La capisco, le confessa però alla fine della sua riflessione: anche per me è un po’ così; tengo tutto dentro di me senza far comprendere a nessuno i malesseri che posso provare. In fondo però siamo donne, dobbiamo sempre cercare di tenersi da parte, per poi magari fare noi proprio le scelte più giuste quando alla fine queste contano davvero. Anna ride, non era certo questo l’argomento che aveva affrontato, ma in fondo fa lo stesso, le sue opinioni le ha ben chiare dentro di sé, e poi ha già fatto uno strappo alle sue regole soffermandosi a parlare di se stessa con questa vicina, meglio adesso non rivelarle troppe cose riguardo le sue opinioni, a scanso di equivoci. Vede, le dice ancora: io sono ottimista; credo sempre che tutto vada con certezza a finire nella maniera migliore, proprio come nelle favole per i bambini.
Si, ho capito, ho capito bene, fa l’altra; comunque adesso è meglio che vada perché ho ancora un sacco di cose da fare. Le due si salutano come sempre hanno fatto in tutto quel tempo incontrandosi, ed ognuna fatte le proprie rampe di scala rientra nel suo appartamento. Nella sua cameretta c'è Francesco che studia, Anna si muove piano nelle stanze di casa per non disturbarlo facendo rumore, anche se lui ad un tratto si affaccia alla porta soltanto per osservarla in silenzio con un sorriso, come non faceva oramai da un bel po’ di tempo. Lei va subito verso di lui e se lo abbraccia, senza dire niente: in fondo è un gesto semplice questo, però spesso assume più significati di qualsiasi lungo discorso. Poi ognuno torna alle proprie occupazioni.

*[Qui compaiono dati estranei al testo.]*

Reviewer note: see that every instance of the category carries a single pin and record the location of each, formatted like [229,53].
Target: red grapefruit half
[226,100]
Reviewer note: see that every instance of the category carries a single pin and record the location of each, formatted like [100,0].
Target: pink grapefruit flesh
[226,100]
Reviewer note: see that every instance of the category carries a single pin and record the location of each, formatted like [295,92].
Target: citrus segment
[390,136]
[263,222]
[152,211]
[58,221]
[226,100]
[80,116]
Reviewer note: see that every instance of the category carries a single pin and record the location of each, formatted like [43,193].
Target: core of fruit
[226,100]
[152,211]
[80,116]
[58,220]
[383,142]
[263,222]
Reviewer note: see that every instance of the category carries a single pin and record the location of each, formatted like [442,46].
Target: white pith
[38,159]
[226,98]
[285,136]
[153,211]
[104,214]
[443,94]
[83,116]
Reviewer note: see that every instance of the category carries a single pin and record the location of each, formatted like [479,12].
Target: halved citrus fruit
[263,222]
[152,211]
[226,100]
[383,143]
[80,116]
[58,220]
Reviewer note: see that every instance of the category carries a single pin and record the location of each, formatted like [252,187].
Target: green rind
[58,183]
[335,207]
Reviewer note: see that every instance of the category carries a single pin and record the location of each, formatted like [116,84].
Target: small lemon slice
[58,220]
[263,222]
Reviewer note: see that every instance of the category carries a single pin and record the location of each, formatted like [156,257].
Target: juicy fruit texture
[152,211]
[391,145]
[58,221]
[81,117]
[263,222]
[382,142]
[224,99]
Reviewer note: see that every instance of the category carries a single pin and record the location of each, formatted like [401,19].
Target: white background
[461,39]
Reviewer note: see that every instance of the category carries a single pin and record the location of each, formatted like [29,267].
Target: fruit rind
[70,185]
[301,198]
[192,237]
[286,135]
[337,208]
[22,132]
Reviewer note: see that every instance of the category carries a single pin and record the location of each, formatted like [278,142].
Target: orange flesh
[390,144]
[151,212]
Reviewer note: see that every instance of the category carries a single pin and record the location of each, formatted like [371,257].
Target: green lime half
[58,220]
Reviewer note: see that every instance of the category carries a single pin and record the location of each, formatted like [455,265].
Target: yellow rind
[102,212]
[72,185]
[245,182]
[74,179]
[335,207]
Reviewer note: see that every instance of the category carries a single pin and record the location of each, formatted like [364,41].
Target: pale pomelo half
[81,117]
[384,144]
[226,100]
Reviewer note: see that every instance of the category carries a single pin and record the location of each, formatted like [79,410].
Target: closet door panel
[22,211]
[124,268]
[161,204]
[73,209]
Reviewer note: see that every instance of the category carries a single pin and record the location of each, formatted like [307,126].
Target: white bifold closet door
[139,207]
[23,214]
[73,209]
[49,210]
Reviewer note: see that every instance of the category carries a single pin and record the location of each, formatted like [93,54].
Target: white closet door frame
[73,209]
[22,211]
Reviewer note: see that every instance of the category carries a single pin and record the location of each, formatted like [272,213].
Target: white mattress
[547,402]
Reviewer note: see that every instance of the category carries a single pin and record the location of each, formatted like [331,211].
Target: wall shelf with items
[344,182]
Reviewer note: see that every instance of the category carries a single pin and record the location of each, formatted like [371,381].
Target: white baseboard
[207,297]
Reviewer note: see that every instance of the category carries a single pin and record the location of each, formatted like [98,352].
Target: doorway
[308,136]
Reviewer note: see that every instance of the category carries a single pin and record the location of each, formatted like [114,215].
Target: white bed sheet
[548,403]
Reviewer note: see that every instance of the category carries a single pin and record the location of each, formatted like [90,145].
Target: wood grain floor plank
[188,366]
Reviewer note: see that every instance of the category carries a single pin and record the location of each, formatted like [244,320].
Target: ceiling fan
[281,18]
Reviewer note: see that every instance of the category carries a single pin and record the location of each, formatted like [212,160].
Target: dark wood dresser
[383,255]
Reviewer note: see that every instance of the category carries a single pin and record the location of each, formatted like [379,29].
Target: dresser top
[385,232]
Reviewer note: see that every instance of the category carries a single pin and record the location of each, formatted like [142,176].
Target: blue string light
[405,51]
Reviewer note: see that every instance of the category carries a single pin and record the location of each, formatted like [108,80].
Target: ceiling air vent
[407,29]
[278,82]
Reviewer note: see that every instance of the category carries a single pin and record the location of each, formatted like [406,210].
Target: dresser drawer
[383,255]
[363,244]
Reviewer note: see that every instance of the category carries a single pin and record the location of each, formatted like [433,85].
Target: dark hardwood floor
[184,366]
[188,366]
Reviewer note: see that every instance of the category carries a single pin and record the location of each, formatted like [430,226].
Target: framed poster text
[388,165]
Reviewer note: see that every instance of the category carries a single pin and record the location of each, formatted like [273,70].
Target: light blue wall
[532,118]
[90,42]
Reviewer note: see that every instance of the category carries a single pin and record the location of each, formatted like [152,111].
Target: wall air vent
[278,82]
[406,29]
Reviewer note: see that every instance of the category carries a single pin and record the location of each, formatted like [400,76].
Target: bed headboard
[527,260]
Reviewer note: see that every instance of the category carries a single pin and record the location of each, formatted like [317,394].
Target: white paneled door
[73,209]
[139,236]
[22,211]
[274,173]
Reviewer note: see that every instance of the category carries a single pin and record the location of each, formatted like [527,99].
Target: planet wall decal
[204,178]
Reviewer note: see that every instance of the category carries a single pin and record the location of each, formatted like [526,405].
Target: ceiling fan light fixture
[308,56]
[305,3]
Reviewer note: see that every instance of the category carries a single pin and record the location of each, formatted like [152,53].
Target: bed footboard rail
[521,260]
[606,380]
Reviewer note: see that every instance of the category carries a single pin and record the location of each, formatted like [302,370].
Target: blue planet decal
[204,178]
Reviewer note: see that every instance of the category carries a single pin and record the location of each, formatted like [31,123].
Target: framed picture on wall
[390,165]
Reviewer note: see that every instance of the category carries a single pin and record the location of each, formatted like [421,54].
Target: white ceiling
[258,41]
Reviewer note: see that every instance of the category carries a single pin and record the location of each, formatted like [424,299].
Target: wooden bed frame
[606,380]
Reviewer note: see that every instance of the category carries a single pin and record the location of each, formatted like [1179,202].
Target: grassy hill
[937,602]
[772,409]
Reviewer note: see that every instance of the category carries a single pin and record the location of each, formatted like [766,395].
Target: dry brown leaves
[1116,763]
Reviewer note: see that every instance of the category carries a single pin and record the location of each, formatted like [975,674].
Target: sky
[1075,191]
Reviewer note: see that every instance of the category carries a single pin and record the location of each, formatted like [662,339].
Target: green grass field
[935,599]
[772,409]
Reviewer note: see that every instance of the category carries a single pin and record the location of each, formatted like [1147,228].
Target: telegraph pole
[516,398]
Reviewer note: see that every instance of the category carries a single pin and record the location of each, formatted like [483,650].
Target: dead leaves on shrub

Anna adesso si sente una sciocca per aver parlato delle sue intimità con quella vicina, ma aveva assolutamente bisogno di farlo, aveva proprio voglia di dire a qualcuno qualcosa che non aveva mai detto ad anima viva. Forse dentro di sé prova davvero un senso di disagio, magari c'è qualcosa che non va di cui non si è ancora del tutto resa conto. Però parlarne con qualcuno che appena conosci è perfetto, riflette con calma: ti aiuta a comprendere che anche tu sei una persona qualsiasi, una come tante, semplicemente una pedina di questa grande scacchiera, e molto probabilmente ogni malessere vero o presunto che puoi provare è proprio uguale a quello di tutti.